China vows faster, cheaper Internet


China has said it will aim to bring faster and cheaper Internet access to more people, following complaints that a near monopoly by state-backed firms had hurt service.

China has the world's largest number of Internet users at half a billion, but Beijing maintains strict controls over content and recently it launched a crackdown on microblogs after rumours spread of a coup.

The Ministry of Industry and Information Technology pledged to increase speed and lower prices, saying the Internet played a role in economic development, according to a document posted on its website late Sunday.


China last year investigated government-owned China Telecom and China Unicom, which reportedly control two-thirds of broadband Internet access in China, over monopoly claims and complaints over high prices.
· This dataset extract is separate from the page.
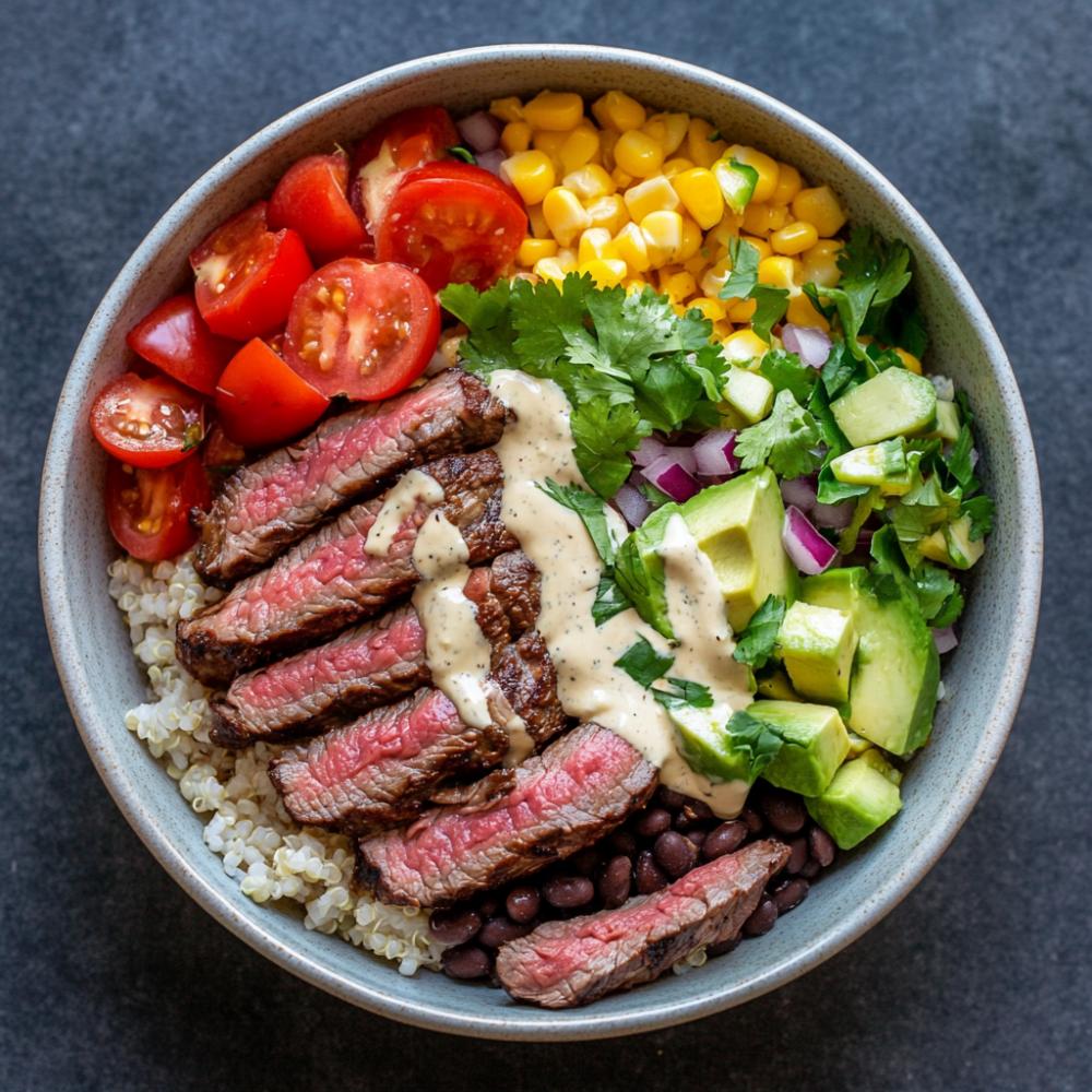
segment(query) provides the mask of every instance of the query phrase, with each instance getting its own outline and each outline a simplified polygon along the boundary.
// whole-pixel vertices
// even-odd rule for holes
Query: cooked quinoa
[[[282,748],[260,743],[229,751],[210,743],[212,691],[175,660],[175,625],[221,593],[202,583],[189,555],[155,566],[120,558],[109,574],[110,595],[129,624],[150,691],[149,701],[126,713],[126,727],[163,761],[205,820],[205,845],[239,890],[258,903],[299,903],[307,928],[392,960],[402,974],[438,966],[444,946],[429,936],[428,915],[356,894],[349,840],[301,827],[285,811],[266,774],[269,759]]]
No punishment was publicly announced, but both companies vowed to lower prices after the probe. China Telecom said it would cut prices for the public by 35 percent over five years.

Fees charged by Internet access service providers are as much as three to four times higher than countries such as the United States, Britain and Japan, a government think-tank claimed last year.

But the average speed of its broadband services is less than one-tenth that of those countries.



Under the new plan, the ministry said it wants to bring Internet access to China's lagging western provinces, rural areas and poverty-stricken regions.

It set a target this year of adding 20 million households using fixed-line Internet to the existing 156 million nationwide.

China's commercial capital of Shanghai from Sunday began offering discounts of up to 30 percent on Internet charges to public housing tenants, state media said Monday.